Gökalp sosyolojisi bize, döneminin diğer sosyal düşünürlerinde çokça görülen Avrupa endüstri toplumlarında hakim olan yönetim tarzının yani, parlamenter sistemin varlığından ve bu idari yapının Osmanlı toplumunda uygulanıp uygulanmayacağından öte, toplumun hangi temeller üzerinde yükselmesi gerektiğine dair veriler sağlamaktadır.

Bu yaklaşım, hiç kuşku yok ki, ideolojik bir zeminden hareket etmekten kaynaklanmamakta aksine, toplumu bir bütün olarak ele almanın bir gereği olarak gündeme gelmektedir. Bu sosyolojik bakış açısı ile Gökalp, Osmanlı geç döneminde tecrübe edilen sorunlara bir cevap olarak, sadece siyasi ve idari/temsili yapısı üzerinden değil, aksine toplumsal kurumların temel kültür ve medeniyet temelli açılımları üzerinden “yeni topluma’ anlam biçme ve dönüşümü buna göre önerme çabası sergilemiştir.

Bu durumda Gökalp, Osmanlı devletinin kurtuluşu noktasında çıkışı, tek tek sosyal kurumlar nezdinde ortaya koymak yerine, bütüncül bir veri olarak, tarihsel-kültür odaklı açıdan gündeme getiriyordu. Böylesi bir dil, kültür birliğinin ve aşinalığının varlığı sayesindedir ki, siyasal birliğin temelini oluşturuyordu.

Bir sonraki aşamada yani, Osmanlı Devleti’nin artık siyasi varlığını devam ettirme sürecinin gerçekleşmeyeceği anlaşılmaya başladığında devletin coğrafi bakiyesi üzerinde yaşayan temel toplumsal grubun, hangi tür siyasal ve sosyal ideal ile kurgulanacağı gündeme gelmiştir.

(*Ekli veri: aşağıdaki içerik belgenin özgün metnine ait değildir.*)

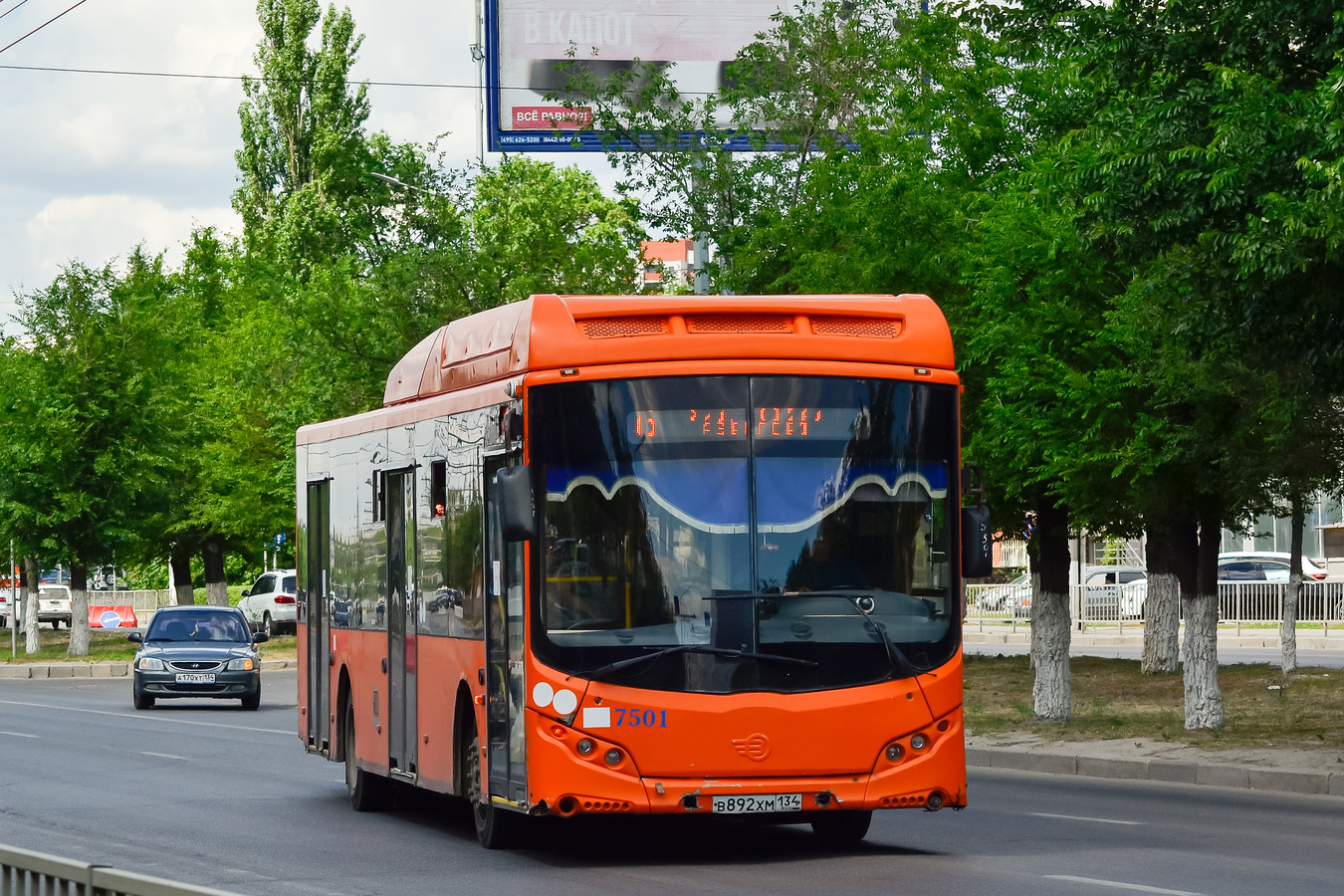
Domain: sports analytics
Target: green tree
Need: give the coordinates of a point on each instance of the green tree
(85, 431)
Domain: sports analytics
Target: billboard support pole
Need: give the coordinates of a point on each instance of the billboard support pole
(479, 58)
(14, 607)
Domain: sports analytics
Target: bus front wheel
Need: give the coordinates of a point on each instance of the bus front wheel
(495, 827)
(843, 826)
(367, 791)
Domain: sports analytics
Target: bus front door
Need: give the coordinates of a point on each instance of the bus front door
(504, 688)
(318, 560)
(400, 622)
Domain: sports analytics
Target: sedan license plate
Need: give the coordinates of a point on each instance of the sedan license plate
(764, 802)
(196, 677)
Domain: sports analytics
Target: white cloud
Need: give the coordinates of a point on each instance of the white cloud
(96, 164)
(108, 227)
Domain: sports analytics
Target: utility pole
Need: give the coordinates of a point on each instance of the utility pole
(14, 607)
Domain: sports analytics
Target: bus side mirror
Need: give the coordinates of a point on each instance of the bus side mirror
(515, 495)
(976, 543)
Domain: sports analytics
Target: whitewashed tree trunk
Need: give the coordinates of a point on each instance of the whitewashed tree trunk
(1287, 630)
(1035, 629)
(1203, 697)
(217, 587)
(1162, 625)
(78, 612)
(33, 638)
(179, 580)
(1050, 635)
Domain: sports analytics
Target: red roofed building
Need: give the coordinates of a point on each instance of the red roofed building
(668, 257)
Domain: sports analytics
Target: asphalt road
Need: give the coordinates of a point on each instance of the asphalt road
(210, 794)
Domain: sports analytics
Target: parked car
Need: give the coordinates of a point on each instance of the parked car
(107, 579)
(1250, 584)
(54, 604)
(1265, 565)
(1013, 596)
(1114, 592)
(269, 603)
(196, 652)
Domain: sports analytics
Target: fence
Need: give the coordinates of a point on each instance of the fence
(1117, 606)
(27, 873)
(142, 602)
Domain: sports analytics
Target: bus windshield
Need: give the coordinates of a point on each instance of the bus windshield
(782, 534)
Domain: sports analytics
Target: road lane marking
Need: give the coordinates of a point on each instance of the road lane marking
(146, 716)
(1120, 884)
(1099, 821)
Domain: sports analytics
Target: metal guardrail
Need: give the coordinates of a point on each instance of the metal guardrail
(27, 873)
(1116, 606)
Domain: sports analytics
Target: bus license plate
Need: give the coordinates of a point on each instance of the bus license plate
(764, 802)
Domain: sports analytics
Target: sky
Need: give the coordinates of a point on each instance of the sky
(97, 162)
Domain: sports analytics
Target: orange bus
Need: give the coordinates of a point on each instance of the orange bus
(647, 555)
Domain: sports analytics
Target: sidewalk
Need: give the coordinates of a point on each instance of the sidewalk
(1297, 772)
(1133, 635)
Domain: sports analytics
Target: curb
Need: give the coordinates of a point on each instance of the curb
(30, 670)
(1160, 770)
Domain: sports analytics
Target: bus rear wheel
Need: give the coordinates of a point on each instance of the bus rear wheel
(495, 827)
(365, 790)
(843, 826)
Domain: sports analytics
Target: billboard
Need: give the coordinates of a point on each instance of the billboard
(527, 39)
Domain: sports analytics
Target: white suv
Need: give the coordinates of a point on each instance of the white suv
(269, 604)
(54, 604)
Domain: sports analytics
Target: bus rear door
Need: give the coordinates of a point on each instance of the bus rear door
(504, 689)
(400, 622)
(316, 600)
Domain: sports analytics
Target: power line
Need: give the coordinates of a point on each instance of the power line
(42, 26)
(183, 74)
(353, 84)
(11, 8)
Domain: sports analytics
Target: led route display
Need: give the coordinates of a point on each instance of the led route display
(699, 423)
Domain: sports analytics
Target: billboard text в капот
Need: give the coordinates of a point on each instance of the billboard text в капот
(534, 37)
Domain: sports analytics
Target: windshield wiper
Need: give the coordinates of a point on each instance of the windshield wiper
(864, 604)
(692, 648)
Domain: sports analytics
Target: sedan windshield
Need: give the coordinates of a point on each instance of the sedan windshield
(204, 626)
(798, 530)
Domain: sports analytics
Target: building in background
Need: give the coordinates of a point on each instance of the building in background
(667, 265)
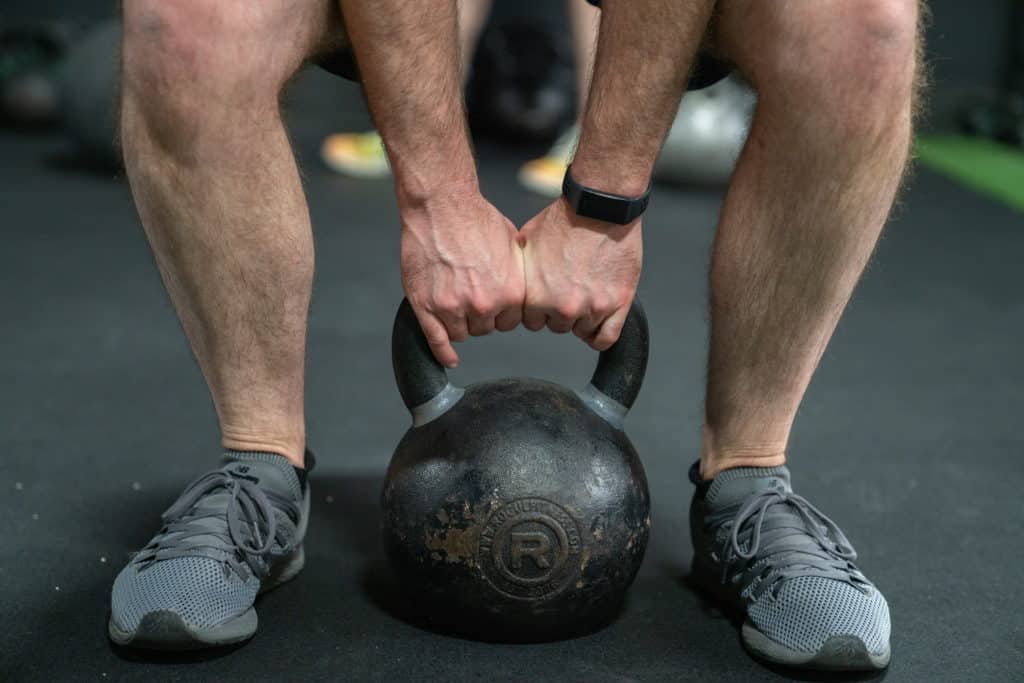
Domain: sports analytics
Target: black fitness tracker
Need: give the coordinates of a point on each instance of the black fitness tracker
(602, 206)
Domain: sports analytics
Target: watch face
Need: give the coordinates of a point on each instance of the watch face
(602, 206)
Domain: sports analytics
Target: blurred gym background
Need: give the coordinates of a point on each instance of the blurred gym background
(57, 87)
(911, 422)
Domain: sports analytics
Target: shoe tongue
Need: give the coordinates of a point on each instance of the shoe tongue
(269, 471)
(733, 486)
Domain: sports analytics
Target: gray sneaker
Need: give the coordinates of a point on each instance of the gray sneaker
(788, 569)
(233, 534)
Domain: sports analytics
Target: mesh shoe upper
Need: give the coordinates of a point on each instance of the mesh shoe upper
(219, 540)
(782, 560)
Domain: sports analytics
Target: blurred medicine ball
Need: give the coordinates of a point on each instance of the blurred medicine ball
(522, 85)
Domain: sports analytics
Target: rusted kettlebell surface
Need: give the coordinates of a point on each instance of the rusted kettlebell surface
(516, 509)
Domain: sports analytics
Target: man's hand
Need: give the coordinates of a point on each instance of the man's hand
(462, 270)
(581, 273)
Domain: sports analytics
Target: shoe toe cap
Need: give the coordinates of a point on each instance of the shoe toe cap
(196, 589)
(811, 611)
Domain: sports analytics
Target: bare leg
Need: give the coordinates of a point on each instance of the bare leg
(472, 16)
(219, 196)
(811, 193)
(584, 22)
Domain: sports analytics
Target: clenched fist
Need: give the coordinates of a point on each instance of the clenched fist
(462, 270)
(581, 273)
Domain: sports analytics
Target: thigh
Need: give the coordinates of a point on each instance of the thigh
(269, 39)
(768, 39)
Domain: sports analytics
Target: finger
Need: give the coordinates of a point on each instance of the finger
(509, 318)
(609, 331)
(438, 341)
(535, 318)
(559, 324)
(586, 328)
(480, 325)
(456, 325)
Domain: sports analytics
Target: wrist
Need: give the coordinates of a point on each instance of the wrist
(614, 172)
(433, 180)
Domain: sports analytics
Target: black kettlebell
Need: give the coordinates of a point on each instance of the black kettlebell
(516, 510)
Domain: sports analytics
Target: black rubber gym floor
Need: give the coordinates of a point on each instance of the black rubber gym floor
(910, 435)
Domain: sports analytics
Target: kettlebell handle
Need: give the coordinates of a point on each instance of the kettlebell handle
(428, 394)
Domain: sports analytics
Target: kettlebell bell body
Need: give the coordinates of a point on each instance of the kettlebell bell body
(516, 510)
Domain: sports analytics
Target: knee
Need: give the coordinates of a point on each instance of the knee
(183, 60)
(856, 61)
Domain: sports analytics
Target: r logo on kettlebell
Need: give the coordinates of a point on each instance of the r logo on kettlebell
(528, 549)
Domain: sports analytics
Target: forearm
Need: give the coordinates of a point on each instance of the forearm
(409, 63)
(644, 53)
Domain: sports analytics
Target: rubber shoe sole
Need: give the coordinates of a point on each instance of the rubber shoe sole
(840, 652)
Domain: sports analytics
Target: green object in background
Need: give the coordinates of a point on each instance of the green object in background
(990, 168)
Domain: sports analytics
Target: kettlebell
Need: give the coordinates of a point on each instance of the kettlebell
(516, 510)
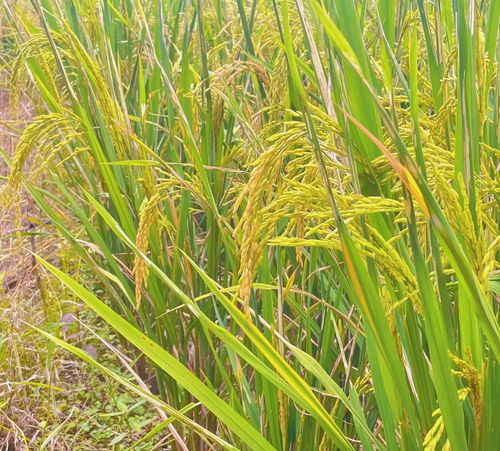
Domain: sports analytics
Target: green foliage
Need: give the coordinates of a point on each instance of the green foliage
(291, 208)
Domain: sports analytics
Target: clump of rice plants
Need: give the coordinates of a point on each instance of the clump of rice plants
(291, 208)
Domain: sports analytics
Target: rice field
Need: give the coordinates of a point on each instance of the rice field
(280, 218)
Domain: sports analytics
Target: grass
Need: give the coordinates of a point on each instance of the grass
(290, 209)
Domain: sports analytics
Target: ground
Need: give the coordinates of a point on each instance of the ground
(48, 398)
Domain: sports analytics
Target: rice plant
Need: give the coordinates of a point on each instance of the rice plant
(290, 208)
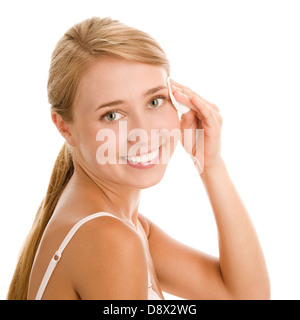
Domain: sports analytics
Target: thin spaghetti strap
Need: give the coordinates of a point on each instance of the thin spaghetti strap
(60, 250)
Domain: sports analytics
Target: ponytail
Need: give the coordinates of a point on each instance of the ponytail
(61, 174)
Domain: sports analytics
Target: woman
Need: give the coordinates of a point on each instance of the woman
(107, 84)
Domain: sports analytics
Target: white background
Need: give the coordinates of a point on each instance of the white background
(243, 56)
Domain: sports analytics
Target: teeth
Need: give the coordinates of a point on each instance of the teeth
(144, 158)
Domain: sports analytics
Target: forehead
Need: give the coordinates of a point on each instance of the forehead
(113, 77)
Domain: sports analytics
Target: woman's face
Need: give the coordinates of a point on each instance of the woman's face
(123, 122)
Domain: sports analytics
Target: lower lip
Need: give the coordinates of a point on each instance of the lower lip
(146, 165)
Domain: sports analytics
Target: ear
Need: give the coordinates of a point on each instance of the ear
(64, 128)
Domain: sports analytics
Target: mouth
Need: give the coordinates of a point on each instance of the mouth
(144, 161)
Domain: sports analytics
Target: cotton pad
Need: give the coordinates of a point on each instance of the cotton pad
(178, 106)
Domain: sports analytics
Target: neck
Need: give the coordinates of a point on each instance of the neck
(121, 200)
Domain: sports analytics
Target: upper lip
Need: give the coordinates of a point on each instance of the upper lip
(143, 154)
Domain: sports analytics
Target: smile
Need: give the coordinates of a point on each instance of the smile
(144, 161)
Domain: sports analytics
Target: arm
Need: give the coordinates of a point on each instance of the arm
(241, 262)
(110, 262)
(240, 272)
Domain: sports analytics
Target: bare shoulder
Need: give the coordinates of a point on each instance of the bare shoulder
(108, 261)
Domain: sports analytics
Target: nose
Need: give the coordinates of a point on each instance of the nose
(142, 130)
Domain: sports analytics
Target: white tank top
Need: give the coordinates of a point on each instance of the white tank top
(152, 295)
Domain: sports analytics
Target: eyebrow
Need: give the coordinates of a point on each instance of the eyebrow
(117, 102)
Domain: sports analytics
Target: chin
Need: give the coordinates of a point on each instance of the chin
(144, 180)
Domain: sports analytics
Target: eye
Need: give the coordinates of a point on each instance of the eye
(111, 116)
(156, 102)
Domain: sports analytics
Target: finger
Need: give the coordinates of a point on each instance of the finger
(208, 113)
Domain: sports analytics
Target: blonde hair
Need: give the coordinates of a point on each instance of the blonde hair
(82, 44)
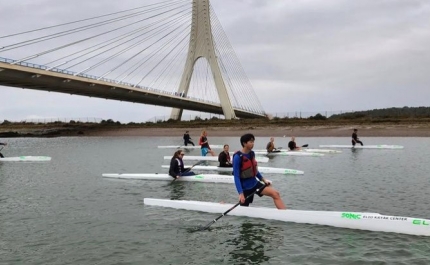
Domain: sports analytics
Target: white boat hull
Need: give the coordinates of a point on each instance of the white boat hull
(26, 159)
(351, 220)
(215, 146)
(272, 170)
(215, 158)
(288, 153)
(212, 178)
(380, 146)
(321, 151)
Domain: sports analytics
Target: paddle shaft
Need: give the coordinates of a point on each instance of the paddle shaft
(231, 209)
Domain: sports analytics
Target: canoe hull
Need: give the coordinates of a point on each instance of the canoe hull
(270, 170)
(26, 159)
(215, 158)
(381, 146)
(351, 220)
(209, 178)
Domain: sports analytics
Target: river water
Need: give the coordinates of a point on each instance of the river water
(64, 212)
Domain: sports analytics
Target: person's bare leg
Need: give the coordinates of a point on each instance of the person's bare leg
(271, 192)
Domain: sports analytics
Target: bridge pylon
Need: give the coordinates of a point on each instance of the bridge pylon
(202, 45)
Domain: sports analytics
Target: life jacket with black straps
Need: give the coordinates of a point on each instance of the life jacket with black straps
(248, 167)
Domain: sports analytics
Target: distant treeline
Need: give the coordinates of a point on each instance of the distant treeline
(405, 112)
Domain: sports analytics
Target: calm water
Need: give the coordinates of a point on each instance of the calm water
(64, 212)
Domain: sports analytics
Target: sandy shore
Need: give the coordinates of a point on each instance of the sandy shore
(410, 130)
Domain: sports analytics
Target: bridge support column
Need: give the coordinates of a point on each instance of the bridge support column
(202, 45)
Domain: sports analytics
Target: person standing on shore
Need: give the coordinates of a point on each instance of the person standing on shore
(224, 157)
(204, 144)
(1, 155)
(248, 179)
(177, 169)
(187, 139)
(355, 138)
(292, 144)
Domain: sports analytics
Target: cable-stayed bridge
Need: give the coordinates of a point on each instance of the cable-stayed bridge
(172, 53)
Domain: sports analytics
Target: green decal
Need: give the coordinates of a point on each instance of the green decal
(420, 222)
(351, 216)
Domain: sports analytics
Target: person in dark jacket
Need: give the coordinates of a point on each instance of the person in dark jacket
(1, 155)
(224, 157)
(177, 169)
(187, 139)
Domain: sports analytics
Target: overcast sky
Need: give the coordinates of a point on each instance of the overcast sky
(300, 55)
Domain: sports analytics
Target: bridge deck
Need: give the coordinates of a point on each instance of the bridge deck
(39, 79)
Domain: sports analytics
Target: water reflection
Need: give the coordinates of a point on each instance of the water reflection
(251, 242)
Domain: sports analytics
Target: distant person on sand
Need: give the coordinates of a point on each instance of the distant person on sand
(187, 139)
(224, 157)
(355, 138)
(270, 147)
(204, 144)
(1, 155)
(292, 144)
(177, 169)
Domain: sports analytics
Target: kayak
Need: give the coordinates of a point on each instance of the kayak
(26, 159)
(215, 158)
(351, 220)
(287, 153)
(272, 170)
(214, 178)
(215, 146)
(380, 146)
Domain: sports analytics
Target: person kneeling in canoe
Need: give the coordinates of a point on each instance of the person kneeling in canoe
(177, 169)
(224, 157)
(247, 178)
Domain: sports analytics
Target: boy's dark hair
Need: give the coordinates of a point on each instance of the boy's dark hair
(246, 138)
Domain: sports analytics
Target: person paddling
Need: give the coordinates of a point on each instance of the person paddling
(224, 157)
(187, 139)
(247, 177)
(177, 169)
(1, 155)
(204, 144)
(292, 144)
(270, 147)
(355, 138)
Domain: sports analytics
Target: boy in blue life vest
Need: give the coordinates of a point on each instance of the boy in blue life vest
(245, 172)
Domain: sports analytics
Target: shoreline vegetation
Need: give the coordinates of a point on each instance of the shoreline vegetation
(388, 127)
(390, 122)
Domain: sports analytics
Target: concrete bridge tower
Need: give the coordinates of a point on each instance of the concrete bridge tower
(202, 45)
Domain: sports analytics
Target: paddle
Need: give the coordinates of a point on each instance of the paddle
(229, 210)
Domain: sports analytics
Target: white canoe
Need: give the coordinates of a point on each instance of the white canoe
(321, 151)
(215, 146)
(288, 153)
(26, 159)
(214, 178)
(215, 158)
(380, 146)
(272, 170)
(351, 220)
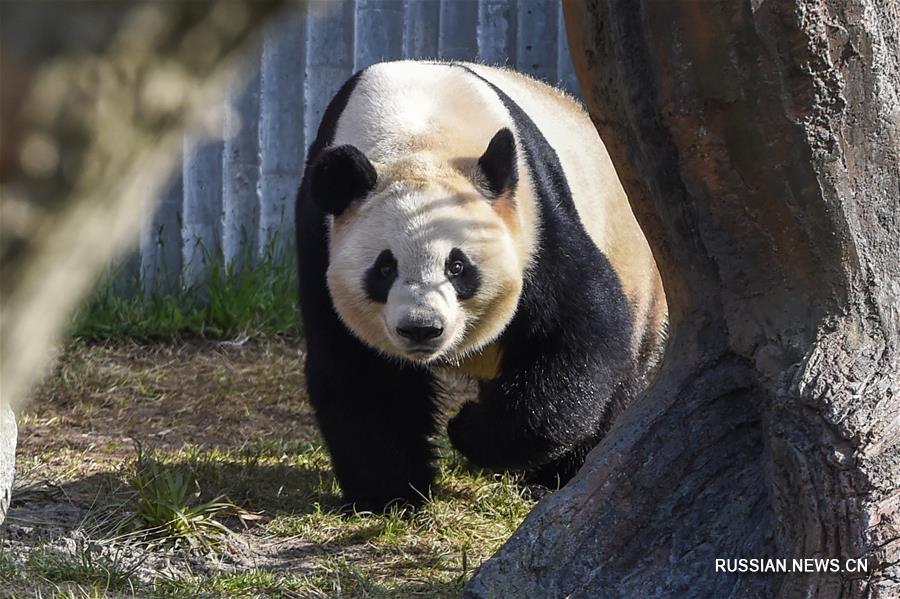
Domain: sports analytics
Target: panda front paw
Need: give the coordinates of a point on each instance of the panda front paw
(469, 435)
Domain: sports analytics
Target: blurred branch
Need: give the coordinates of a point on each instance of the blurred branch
(92, 116)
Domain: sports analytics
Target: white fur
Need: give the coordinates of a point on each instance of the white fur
(423, 126)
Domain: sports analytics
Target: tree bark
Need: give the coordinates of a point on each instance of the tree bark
(759, 143)
(92, 111)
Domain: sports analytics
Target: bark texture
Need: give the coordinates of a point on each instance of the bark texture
(92, 113)
(759, 143)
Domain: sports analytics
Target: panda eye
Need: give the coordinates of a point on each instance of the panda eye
(386, 265)
(455, 268)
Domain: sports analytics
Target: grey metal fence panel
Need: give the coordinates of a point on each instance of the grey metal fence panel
(458, 30)
(282, 140)
(201, 209)
(423, 20)
(160, 249)
(496, 31)
(235, 198)
(379, 31)
(240, 172)
(536, 52)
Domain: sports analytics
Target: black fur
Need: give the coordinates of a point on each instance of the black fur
(564, 355)
(375, 415)
(498, 163)
(380, 277)
(467, 283)
(340, 175)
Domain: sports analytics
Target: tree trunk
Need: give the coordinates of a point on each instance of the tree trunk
(92, 113)
(759, 143)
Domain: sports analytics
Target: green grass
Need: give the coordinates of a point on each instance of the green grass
(167, 505)
(258, 299)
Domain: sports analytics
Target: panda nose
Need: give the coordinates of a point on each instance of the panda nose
(419, 333)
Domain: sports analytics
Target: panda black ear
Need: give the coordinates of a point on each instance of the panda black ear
(498, 163)
(339, 176)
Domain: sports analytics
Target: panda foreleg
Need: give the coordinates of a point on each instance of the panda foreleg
(542, 418)
(376, 418)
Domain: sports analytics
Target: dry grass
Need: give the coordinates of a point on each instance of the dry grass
(226, 425)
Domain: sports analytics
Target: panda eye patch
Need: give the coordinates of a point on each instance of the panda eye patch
(463, 275)
(380, 277)
(455, 268)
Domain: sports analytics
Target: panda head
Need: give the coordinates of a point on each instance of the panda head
(424, 261)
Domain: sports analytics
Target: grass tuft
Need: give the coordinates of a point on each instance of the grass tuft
(167, 505)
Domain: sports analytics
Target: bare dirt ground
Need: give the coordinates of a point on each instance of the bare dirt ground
(232, 418)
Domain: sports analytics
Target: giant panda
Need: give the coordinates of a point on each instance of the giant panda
(456, 217)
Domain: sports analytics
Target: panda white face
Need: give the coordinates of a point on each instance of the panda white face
(425, 271)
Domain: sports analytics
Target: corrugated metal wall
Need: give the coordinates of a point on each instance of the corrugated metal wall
(234, 198)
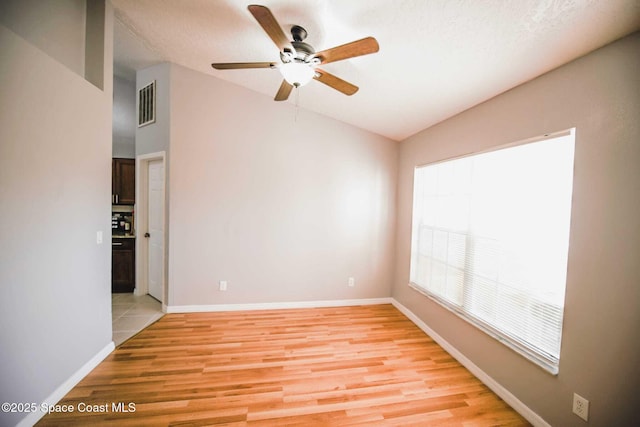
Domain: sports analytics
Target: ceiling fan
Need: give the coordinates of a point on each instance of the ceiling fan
(299, 60)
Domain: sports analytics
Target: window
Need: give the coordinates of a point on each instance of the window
(490, 241)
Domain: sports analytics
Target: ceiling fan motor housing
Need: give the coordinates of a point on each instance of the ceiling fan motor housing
(302, 52)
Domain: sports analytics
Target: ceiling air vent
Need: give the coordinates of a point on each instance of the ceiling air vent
(147, 104)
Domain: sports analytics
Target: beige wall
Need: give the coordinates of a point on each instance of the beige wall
(55, 182)
(598, 94)
(283, 209)
(56, 27)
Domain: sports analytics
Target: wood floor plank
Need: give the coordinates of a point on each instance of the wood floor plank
(364, 365)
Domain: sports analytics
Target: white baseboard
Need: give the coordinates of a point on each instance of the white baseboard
(65, 387)
(498, 389)
(274, 305)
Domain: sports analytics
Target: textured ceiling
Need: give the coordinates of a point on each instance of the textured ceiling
(436, 59)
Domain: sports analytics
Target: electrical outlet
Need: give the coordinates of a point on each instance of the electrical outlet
(581, 406)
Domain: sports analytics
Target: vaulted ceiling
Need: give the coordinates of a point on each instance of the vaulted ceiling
(437, 58)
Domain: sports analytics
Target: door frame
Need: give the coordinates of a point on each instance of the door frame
(141, 224)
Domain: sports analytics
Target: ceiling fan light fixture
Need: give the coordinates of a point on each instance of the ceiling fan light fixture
(297, 73)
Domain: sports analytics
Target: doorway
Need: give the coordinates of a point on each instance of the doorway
(150, 229)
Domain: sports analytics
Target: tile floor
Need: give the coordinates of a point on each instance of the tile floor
(130, 314)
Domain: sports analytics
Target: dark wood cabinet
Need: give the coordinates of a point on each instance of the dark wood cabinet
(123, 265)
(123, 185)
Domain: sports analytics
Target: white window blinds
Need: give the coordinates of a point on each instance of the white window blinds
(490, 241)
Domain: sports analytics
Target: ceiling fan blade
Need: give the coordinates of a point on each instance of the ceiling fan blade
(269, 24)
(283, 92)
(360, 47)
(335, 82)
(240, 65)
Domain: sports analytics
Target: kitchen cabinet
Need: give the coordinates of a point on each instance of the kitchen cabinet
(123, 185)
(123, 261)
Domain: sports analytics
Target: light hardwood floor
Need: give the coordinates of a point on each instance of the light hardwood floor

Bu noktada, Gökalp’in işine en iyi yarayacağını düşündüğü işlevselcilikle anılan Durkheimci sosyolojinin verilerini kullanması şaşırtıcı da değildir. Sosyal dayanışma ve bütünlük kavramları, kurulacağı öngörülen yeni devletin asli toplumsal yapısında görünür kılınacak ve oluşumuna zemin hazırlayacak kavramla olurken, bunu somut olarak araçsallıştıramada dil, kültür ve tarihsel birlik faktörü üzerinde durmuştur. İşte bu nedenledir ki, Gökalp’in Türk uluslararasıcılığından ulus-devlet ulusalcılığına yöneliminde Osmanlı Devleti’nin siyasi hayatının sona ermesi gibi maddi bir neden bulunmaktadır.